July 19, 2022

Healing is a Journey, Not a Destination.

Many of us have experienced trauma in some shape or form.

As we have journeyed through life, we carry it with us, and healing from it is not a flowery journey with the yoga mat, crystals, or meditation. It is difficult to face parts of the self that haven’t experienced love or compassion. Many of us grew up with distorted ideas of the self and relationships, and our traumas manifested themselves through behaviours of survival and protection. Even becoming aware of the patterns is enlightening, but change is not a straightforward case of “I love myself” and that’s it.

Of course, part of healing is letting go of the emotions and habits which no longer serve us. But by no means should it be neglecting or forgetting what happened. One will always remember what happened 5 years later, 10 years later, or 20 years later even. Maybe some of the wounds will be prevalent throughout our lives, and maybe our demons will often visit, but does this mean you’ve not healed if the memories and feelings arise from time to time?

No, it doesn’t! Is there such a thing as “I have healed?”

When you have been coping and surviving for most of your life, it won’t take just a day or month to let go of it all—it is a journey. And regardless of your spiritual beliefs, life will present itself in a manner that may often trigger such wounds. It doesn’t mean the universe is out to get you. Life isn’t always sunshine and rainbows.
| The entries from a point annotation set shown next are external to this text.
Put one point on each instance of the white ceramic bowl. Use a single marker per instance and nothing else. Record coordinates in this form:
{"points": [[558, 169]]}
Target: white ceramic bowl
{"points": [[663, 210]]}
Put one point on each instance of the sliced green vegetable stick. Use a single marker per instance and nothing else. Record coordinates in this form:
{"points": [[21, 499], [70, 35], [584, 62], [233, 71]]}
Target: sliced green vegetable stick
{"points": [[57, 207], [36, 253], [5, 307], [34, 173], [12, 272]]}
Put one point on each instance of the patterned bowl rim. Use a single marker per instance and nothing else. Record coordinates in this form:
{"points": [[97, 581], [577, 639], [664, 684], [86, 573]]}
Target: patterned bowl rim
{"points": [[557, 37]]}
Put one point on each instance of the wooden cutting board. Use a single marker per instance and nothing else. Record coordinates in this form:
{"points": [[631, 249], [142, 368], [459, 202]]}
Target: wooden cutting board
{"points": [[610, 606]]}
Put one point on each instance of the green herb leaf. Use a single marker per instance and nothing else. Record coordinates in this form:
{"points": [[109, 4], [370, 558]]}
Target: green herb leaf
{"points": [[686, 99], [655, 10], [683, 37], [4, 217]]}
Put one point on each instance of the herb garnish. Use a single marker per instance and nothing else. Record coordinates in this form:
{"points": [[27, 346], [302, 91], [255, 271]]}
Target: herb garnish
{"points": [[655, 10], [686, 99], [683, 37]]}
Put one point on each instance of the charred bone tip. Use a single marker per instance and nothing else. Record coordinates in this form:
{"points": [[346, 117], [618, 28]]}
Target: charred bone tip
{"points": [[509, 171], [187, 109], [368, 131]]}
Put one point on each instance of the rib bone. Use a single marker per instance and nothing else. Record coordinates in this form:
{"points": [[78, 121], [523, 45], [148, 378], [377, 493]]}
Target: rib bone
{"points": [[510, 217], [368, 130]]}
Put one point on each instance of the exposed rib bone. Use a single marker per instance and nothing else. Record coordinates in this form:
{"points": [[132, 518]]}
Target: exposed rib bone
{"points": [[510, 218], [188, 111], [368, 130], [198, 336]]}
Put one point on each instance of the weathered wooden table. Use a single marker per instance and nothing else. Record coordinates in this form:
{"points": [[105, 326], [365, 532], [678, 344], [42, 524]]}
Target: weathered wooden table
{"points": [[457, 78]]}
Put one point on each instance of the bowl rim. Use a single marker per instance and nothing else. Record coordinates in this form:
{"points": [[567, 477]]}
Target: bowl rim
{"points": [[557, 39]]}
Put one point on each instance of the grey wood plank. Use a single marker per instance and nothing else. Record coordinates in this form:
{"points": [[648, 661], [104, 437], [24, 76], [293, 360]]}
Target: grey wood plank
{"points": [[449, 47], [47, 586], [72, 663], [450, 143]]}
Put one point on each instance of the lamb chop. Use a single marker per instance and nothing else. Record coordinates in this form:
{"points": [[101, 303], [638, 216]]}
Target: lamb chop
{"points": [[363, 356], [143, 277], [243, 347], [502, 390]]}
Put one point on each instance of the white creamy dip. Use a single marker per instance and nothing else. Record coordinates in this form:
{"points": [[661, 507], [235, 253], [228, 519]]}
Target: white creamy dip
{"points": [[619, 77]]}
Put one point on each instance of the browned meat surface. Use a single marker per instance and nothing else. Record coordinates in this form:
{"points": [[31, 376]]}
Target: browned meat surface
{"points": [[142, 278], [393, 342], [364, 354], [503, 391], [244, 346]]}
Healing is a journey, not a destination—just like creating new habits, a new lifestyle, and new relationships take time and personal growth. One must go through the motions in all seasons for the fruits of their labour to be produced.

Despite what the self-help industry would have us believe, the journey of life is not a straight line. For example, many of us hold the trauma of not being understood, seen, heard, or witnessed. Part of healing is engaging in meaningful relationships that give space to our hearts. However, that takes time, and not everyone will want to give us that space. Regardless of our awareness of this, it can be triggering, and old wounds can rise to the surface, despite how long you have been working through old patterns and emotions. Now, this doesn’t mean it is all doom and gloom. The point is, triggers may arise from time to time, but our management of them can improve. Then, we can lead with meeting our needs and inviting those we love to meet them with us.

I have felt “not good enough” since I was a child. As a child who was emotionally abandoned, it has left me with this scar, which, at 23 years old, I still feel at times. The difference is there is an awareness now that my sense of self does not have to be attached to this feeling. However, despite the many affirmations I tell myself, the nurturing relationships in my life, and the change of behaviours, the “not good enough” feeling still arises. Recently, I realised this is a part of me that has not faced love for a long time, and the journey of returning to love is lifelong. Now, I don’t advocate for holding onto these emotions, but journeying through them and letting go of them is a process and the time is unknown—it requires intentional and conscious journeying through them.

Often, traumas can make us ask, “Is there something wrong with me?” But what if I told you traumas are a natural part of life? I think everyone has experienced trauma to some extent and no one has figured it out—we are all just trying our best to figure out what heals us.

I realised that I’ve been trying to “arrive,” meaning I was thinking to have healed is a destination that no longer requires me to journey. Thus, I wanted the feelings to go away immediately and not come back. But there is a beauty to these sorrows and traumas. There is knowledge gained through them: the wisdom of knowing more about ourselves, and what we want from our lives.

It’s good to set goals and have an idea of where we are headed, but the future is unknown—where you will be, the state you will be in, the feelings and thoughts you’ll experience in an hour, a day, a month, or a year—all unknown. All that exists is the now, this moment. What do you choose to do?

It is a wild and mysterious journey, so be easy on yourself. There is no destination you are supposed to have reached. You are where you are supposed to be, and when you look back, you’ll realise every step leads to the next, no matter how beautiful or ugly it was.